Vous écrivez que le traumatisme s’ancre un peu plus chaque jour en vous. Témoigner vous aide-t-il ?
Je n’en suis pas sûre. Revivre l’histoire me fait mal. Alors, pendant que je témoigne, j’essaie de me déconnecter de mes sentiments. Mon mari et moi nous faisons suivre par un thérapeute. Nous sommes partis trois mois en Inde, pour le voyage de noces que nous n’avions pas fait et que nous avons failli ne jamais faire. C’était comme un rattrapage, avec la conscience permanente que nous avions frôlé la mort.
Là-bas, j’expliquais aux gens que je pleurais sur la plage comme j’aurais pleuré si j’étais restée chez moi. Nous avons tout emporté avec nous en Inde : la tristesse, les flashback, les cauchemars et l’inquiétude pour nos otages. Nous n’avons toujours pas réussi à reprendre le cours de notre vie. La seule chose qui me motive aujourd’hui, c’est de témoigner. Même si cela me pèse et m’affaiblit, je serai toujours moins épuisée que ne le sont mes amis, à Gaza.
Un devoir de mémoire, pour que ne soit pas effacé le souvenir des femmes, des hommes et des enfants massacrés le 7 octobre 2023 dans les kibboutzim et au Festival Nova ?
Au début, le but de mon livre était d’expliquer. J’ai entendu que les écoles juives et les synagogues devaient être protégées en raison de risques d’attentats, j’ai entendu qu’il y en avait pour remettre en cause ou nié les massacres, j’ai entendu ce qui se disait sur Israël et sur son armée, tenus pour responsables de la guerre…
J’ai compris que je n’avais plus le choix, que je devais parler pour que quelque chose reste après nous et que, comme pour la Shoah, la prochaine génération sache ce qu’a été le 7 octobre.
« À Paris, aucune librairie ‘non juive’ n’a accepté de me recevoir. »
J’ai compris que je servirais beaucoup plus mon pays en témoignant. Il y a beaucoup de capitaines dans l’armée israélienne mais peu, parmi eux, sont des survivants capables de s’exprimer en français et en anglais.

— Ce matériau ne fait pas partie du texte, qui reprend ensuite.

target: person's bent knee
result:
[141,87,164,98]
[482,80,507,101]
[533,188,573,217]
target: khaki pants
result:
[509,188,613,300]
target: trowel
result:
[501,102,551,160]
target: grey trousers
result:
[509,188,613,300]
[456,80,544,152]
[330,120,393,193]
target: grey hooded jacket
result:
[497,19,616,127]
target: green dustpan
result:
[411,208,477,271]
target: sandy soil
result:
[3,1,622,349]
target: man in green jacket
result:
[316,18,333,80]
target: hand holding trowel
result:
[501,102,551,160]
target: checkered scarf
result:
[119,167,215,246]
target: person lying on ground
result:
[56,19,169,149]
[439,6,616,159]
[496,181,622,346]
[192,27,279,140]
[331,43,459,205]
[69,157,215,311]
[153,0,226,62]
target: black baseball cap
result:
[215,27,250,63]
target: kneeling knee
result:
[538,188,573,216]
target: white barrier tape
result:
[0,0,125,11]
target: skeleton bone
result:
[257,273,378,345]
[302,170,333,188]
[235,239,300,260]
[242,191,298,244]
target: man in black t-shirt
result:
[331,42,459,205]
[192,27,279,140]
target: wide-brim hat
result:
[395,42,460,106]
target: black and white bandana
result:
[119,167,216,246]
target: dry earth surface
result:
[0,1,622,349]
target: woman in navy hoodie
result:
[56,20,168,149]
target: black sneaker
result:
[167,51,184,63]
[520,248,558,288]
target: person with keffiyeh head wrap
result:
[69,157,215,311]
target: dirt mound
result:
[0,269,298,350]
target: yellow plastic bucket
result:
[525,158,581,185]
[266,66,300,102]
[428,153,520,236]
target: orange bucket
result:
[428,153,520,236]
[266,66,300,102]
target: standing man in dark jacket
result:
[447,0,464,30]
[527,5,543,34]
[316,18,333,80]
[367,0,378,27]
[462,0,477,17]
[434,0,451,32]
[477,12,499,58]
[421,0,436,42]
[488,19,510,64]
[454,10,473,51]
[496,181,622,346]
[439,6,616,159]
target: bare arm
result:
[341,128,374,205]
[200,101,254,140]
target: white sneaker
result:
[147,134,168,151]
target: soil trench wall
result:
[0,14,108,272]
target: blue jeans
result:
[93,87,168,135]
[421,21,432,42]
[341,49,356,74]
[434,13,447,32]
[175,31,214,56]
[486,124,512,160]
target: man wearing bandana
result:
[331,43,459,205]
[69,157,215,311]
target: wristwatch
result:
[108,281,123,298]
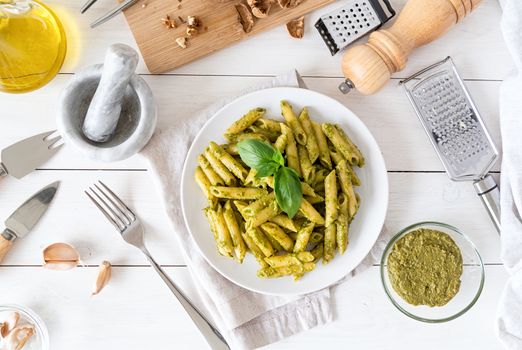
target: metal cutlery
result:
[85,181,229,349]
[80,0,138,28]
[0,130,63,179]
[0,181,60,262]
[400,57,500,232]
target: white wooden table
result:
[0,0,512,350]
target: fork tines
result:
[85,181,136,233]
[38,130,64,150]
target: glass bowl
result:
[381,221,484,323]
[0,305,49,350]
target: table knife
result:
[0,181,60,262]
[0,131,63,179]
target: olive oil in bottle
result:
[0,0,67,93]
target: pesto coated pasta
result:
[194,101,364,280]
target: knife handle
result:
[0,230,15,263]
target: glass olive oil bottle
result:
[0,0,67,93]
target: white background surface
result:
[0,0,512,350]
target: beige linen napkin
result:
[497,0,522,350]
[142,71,383,349]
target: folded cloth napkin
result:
[497,0,522,350]
[142,71,382,349]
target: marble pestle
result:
[82,44,139,142]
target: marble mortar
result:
[57,64,157,162]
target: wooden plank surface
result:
[125,0,333,73]
[0,0,513,350]
[0,265,507,350]
[47,0,514,77]
[0,76,500,171]
[0,170,500,265]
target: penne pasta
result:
[299,198,325,226]
[247,125,281,142]
[225,108,266,141]
[281,124,301,176]
[223,201,246,263]
[194,166,216,206]
[260,222,294,252]
[294,222,315,253]
[255,118,281,133]
[244,192,275,217]
[310,232,324,243]
[297,145,315,184]
[248,201,281,227]
[268,214,297,232]
[323,225,337,264]
[241,233,269,268]
[298,107,319,164]
[214,206,233,257]
[247,227,274,257]
[335,193,349,255]
[198,154,225,186]
[257,262,315,279]
[324,170,338,227]
[310,244,324,262]
[194,101,364,280]
[274,134,288,153]
[312,122,332,169]
[336,160,358,218]
[209,142,248,181]
[205,148,237,186]
[210,186,267,199]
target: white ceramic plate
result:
[181,88,388,295]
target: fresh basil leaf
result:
[237,139,277,170]
[274,167,303,218]
[272,149,285,166]
[254,161,280,178]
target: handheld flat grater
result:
[315,0,395,56]
[400,57,500,232]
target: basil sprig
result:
[237,139,303,218]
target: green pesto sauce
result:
[388,229,462,306]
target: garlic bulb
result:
[0,312,20,338]
[43,243,80,271]
[92,260,112,295]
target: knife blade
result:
[0,181,60,262]
[0,130,63,179]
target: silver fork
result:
[85,181,230,349]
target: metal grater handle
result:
[473,175,500,234]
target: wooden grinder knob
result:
[341,0,482,95]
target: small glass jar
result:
[0,0,67,93]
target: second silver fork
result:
[85,181,230,349]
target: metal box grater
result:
[400,57,500,230]
[315,0,395,56]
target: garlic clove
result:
[0,312,20,338]
[43,243,80,271]
[92,260,112,295]
[5,324,36,350]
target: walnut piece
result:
[277,0,304,9]
[161,15,178,29]
[286,16,304,39]
[247,0,273,18]
[187,16,201,37]
[236,3,254,33]
[176,36,187,49]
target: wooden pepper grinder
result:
[339,0,482,95]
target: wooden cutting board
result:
[125,0,335,73]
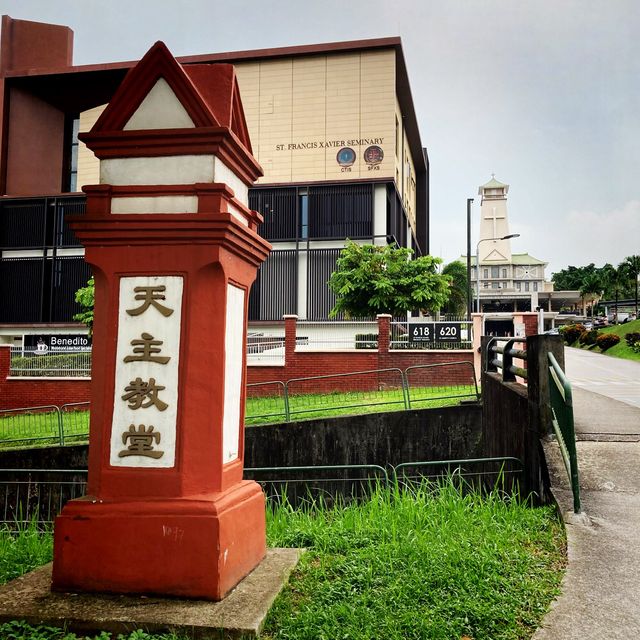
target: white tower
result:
[478,174,511,266]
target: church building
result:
[464,176,553,312]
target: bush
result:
[11,352,91,376]
[596,333,620,351]
[558,324,586,344]
[624,331,640,349]
[580,329,600,346]
[356,333,378,349]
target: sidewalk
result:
[533,387,640,640]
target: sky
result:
[6,0,640,277]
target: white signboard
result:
[110,276,183,468]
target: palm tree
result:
[622,255,640,318]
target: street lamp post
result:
[467,198,473,320]
[476,233,520,313]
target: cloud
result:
[547,200,640,271]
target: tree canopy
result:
[328,241,451,318]
[73,277,95,335]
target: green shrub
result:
[558,324,586,344]
[11,353,91,376]
[580,329,600,346]
[356,333,378,349]
[624,331,640,349]
[596,333,620,351]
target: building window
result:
[298,193,309,240]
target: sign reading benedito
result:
[109,276,183,468]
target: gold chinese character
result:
[121,378,169,411]
[118,424,164,458]
[124,333,171,364]
[127,284,173,318]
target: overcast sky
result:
[6,0,640,277]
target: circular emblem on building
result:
[336,147,356,167]
[364,145,384,165]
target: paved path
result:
[534,349,640,640]
[564,348,640,407]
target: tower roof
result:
[478,173,509,195]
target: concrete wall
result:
[0,404,482,469]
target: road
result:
[534,349,640,640]
[564,347,640,407]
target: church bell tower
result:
[478,175,511,266]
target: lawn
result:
[0,481,565,640]
[571,320,640,362]
[0,385,476,448]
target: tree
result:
[442,260,467,315]
[328,240,450,318]
[73,276,95,335]
[622,255,640,318]
[603,264,628,322]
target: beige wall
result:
[78,49,415,228]
[236,50,396,183]
[78,104,107,190]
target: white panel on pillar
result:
[222,284,246,464]
[109,276,183,468]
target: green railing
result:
[548,353,580,513]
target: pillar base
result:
[52,481,266,600]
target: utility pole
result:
[467,198,473,320]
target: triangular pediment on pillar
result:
[482,249,508,262]
[91,42,219,134]
[79,42,262,184]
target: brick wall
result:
[0,315,474,409]
[247,315,474,395]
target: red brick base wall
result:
[0,316,473,409]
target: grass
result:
[571,320,640,362]
[0,385,475,448]
[0,481,565,640]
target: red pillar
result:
[53,43,269,600]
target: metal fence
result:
[9,347,91,378]
[547,352,580,513]
[247,325,285,366]
[245,361,480,424]
[0,457,523,531]
[487,338,528,382]
[296,320,378,351]
[0,402,89,447]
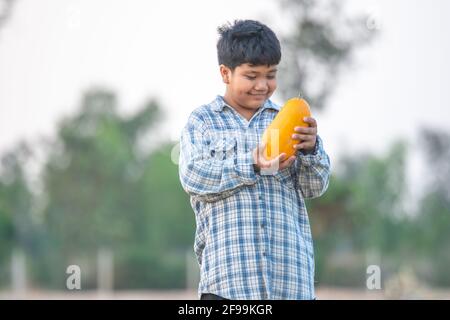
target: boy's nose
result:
[255,80,268,91]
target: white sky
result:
[0,0,450,208]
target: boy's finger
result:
[294,127,317,134]
[303,117,317,127]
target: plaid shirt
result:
[179,96,330,299]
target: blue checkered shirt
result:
[179,96,330,299]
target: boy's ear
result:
[220,64,231,84]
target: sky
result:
[0,0,450,208]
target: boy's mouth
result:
[249,93,267,99]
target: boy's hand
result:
[292,117,317,152]
[253,143,295,172]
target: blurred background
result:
[0,0,450,299]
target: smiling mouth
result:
[249,93,267,98]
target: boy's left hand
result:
[292,117,317,152]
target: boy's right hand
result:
[252,143,295,174]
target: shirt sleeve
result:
[179,115,257,202]
[294,136,330,199]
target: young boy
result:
[179,20,330,299]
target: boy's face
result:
[220,63,277,112]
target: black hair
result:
[217,20,281,70]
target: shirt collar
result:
[212,95,280,112]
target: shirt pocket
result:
[274,168,295,190]
[209,137,236,161]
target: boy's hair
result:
[217,20,281,70]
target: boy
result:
[179,20,330,299]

Ecrire le livre a été une véritable épreuve mais je savais que c’était le prix à payer pour transmettre. Je n’imaginais pas que la guerre ne serait pas achevée quand le livre paraîtrait. Et qu’il y aurait encore des otages.

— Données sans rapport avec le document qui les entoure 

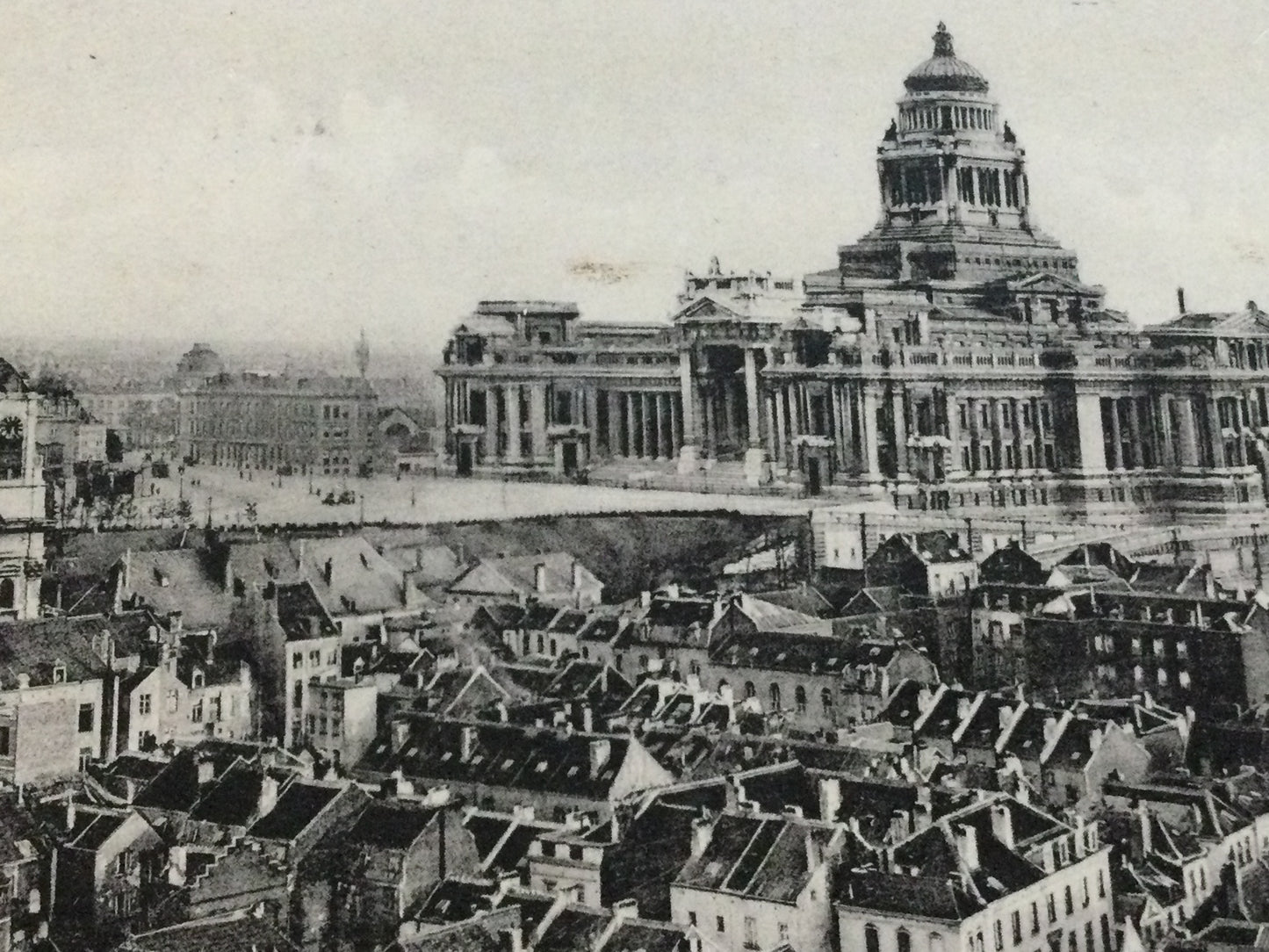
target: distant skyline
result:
[7,0,1269,354]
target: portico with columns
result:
[438,24,1269,519]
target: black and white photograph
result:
[0,0,1269,952]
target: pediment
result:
[673,297,742,324]
[1007,271,1089,294]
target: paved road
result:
[139,465,883,525]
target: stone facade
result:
[438,26,1269,518]
[179,373,379,476]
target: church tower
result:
[0,359,45,619]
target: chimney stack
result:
[255,773,278,816]
[458,724,476,763]
[955,824,978,869]
[991,804,1014,849]
[692,816,713,857]
[819,777,841,823]
[590,738,613,778]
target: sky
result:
[0,0,1269,351]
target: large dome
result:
[904,23,987,93]
[177,344,225,377]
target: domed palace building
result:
[440,24,1269,521]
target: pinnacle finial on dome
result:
[934,20,955,56]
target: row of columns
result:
[604,390,684,459]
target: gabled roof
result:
[1143,301,1269,336]
[357,715,669,800]
[447,552,602,598]
[675,813,840,903]
[113,548,236,628]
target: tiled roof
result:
[348,801,439,849]
[0,612,154,689]
[227,536,405,615]
[675,813,838,903]
[115,548,236,628]
[357,715,654,800]
[450,552,602,596]
[119,910,299,952]
[248,779,350,840]
[274,581,339,641]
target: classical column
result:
[991,397,1005,472]
[638,393,656,459]
[502,383,520,464]
[773,383,790,470]
[1075,393,1107,472]
[863,388,881,480]
[1155,393,1177,468]
[625,393,638,459]
[485,387,497,462]
[701,390,718,457]
[722,379,739,448]
[587,386,599,459]
[1109,397,1124,470]
[1172,396,1198,467]
[762,393,781,464]
[1124,396,1143,470]
[943,391,964,472]
[1207,393,1224,468]
[530,383,547,461]
[1009,397,1035,470]
[679,350,701,448]
[665,393,682,458]
[745,347,761,448]
[890,387,909,479]
[604,390,622,457]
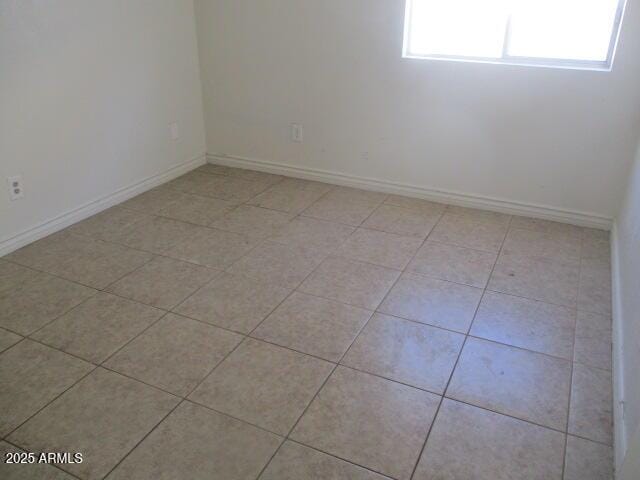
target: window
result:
[404,0,624,70]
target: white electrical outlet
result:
[291,123,302,143]
[7,175,24,200]
[169,122,180,140]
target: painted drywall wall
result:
[195,0,640,218]
[0,0,205,244]
[612,139,640,472]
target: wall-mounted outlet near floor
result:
[169,122,180,140]
[7,175,24,200]
[290,123,302,143]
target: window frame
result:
[402,0,627,72]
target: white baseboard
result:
[609,221,627,471]
[207,154,612,230]
[0,154,206,257]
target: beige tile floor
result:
[0,165,612,480]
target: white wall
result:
[613,139,640,472]
[0,0,205,245]
[195,0,640,218]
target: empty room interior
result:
[0,0,640,480]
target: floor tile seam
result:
[102,320,252,479]
[409,335,467,480]
[2,438,86,480]
[410,219,512,479]
[562,223,584,479]
[5,363,100,442]
[368,213,444,323]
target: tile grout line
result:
[103,217,348,478]
[0,165,612,476]
[409,216,513,479]
[562,229,584,479]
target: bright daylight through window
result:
[404,0,624,69]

Si je fais tant de plateaux chaque jour, c’est pour montrer le visage des otages et pour expliquer pourquoi on continue de se battre alors que le monde essaie de les oublier.
Avez-vous pu porter votre témoignage partout où vous le vouliez ? Y-a-t-il eu des refus ?
J’ai été déçue par certains médias français qui, au début, avaient manifesté leur désir de faire une interview et qui, quand la situation en Israël est devenue plus compliquée, se sont rétractés et ont tout annulé.
Sur les plateaux télé, tout le monde a été très bienveillant. Je ne suis pas une femme politique, je suis là pour témoigner et parler de mes amis. Je n’ai donc pas été confrontée à des questions piégeuses.
J’ai en revanche été très déçue par une chose : j’ai fait énormément de conférences mais uniquement dans des lieux appartenant à la communauté ou à des organisateurs juifs. À Paris, aucune librairie « non juive » n’a accepté de me recevoir.
Des refus clairement exprimés ?
Oui. Ces établissements ont eu peur de m’accueillir, par crainte de réactions hostiles. J’ai écrit en français pour m’adresser à tous les Français, pas seulement aux Juifs. Et à tous les francophones : la semaine prochaine, je vais en Belgique où j’ai été invitée pour participer à des conférences.
Dans le livre, vous parlez du graffeur Benzi Brofman qui parcourt le monde pour dessiner les visages des otages et des disparus. Dans l’exposition proposée par le musée d’Israël « L’aube de l’obscurité : L’élégie dans l’art contemporain », une œuvre de l’Israélien Shuki Borkovsky représente, pour chaque jour de guerre, le mot « larmes » en anglais, en hébreu, en latin, en arabe et en yiddish. Il parle de « sa bouteille de larmes ». Comme vous, qui n’avez pu retenir les vôtres lors de votre voyage en Inde ?
Oui. Ce voyage m’a permis de voir les paysages les plus beaux de ma vie mais, la majeure partie du temps, je restais prostrée, à pleurer moi aussi.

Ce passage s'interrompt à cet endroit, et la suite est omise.